The iris, which makes up the colour of our eyes, has deposits of melanin. Melanin is a colour pigment that is not only responsible for the colour of our eyes, but also for our hair and skin colour. Depending on how much melanin is stored in the iris, a different eye colour develops.
Melanin can reflect or absorb certain wavelengths of light, depending on the degree to which it does so, the three classic eye colours blue, brown and green are created. The melanin in our eyes serves as protection against sunlight. Accordingly, one stimulus for melanin production is the contact of the eyes with sun rays, so that melanin production is only really stimulated during the first years of life and consequently the eye colour can still change.
Causes for a lighter eye colour
For a light eye colour like blue, you need relatively little pigment. The less melanin is stored in the eyes, the lighter the eyes appear. People with light eye colours inherit genes that have little or no ability to produce melanin. Since melanin is a protective factor against sunlight, people with blue or light eyes are more sensitive to light.
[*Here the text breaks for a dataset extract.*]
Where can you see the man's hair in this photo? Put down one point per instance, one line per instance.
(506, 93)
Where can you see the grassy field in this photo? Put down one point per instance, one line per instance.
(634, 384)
If a little more pigment is stored than in blue eyes, green eyes develop.
When is the final eye colour created?
Newborn babies usually have blue eyes in the beginning, or rather eyes that look blue. This is because babies’ eyes are not really blue. This is due to the fact that the iris of the eye, which is responsible for the colour of the eyes, only absorbs a few rays of light in babies, because until now only a few pigments/less melanin have been stored.
The consequence is that many light rays are thrown back again because absorption cannot yet take place. The iris therefore appears blue. The final eye colour develops with half a year to one year, at the latest with one and a half years the final eye colour should be developed. If babies with blue eyes still have small dark or brown spots, this indicates that the eye colour is still changing. Even if the basic eye colour has already been defined after about one year, different shades and gradations of the basic colour blue, grey, brown or green can still occur with increasing age, so that individual eye colours emerge.
Can you influence the eye colour of the baby?
You cannot influence the eye colour of the baby, as it is genetically determined. The genetic make-up determines how much dye melanin is produced. This is ultimately responsible for the pigmentation of the iris in the eye and thus for the eye colour of the baby.
It is also assumed that there is an evolutionary-biological connection with eye colour. In areas with a lot of sunlight (e.g. Africa, Southern Europe) the population has dark eyes on average, in colder areas (e.g. Scandinavia) blue eyes are more common. Dark eyes are a protection against the sun and have thus probably become established in Africa, among other places.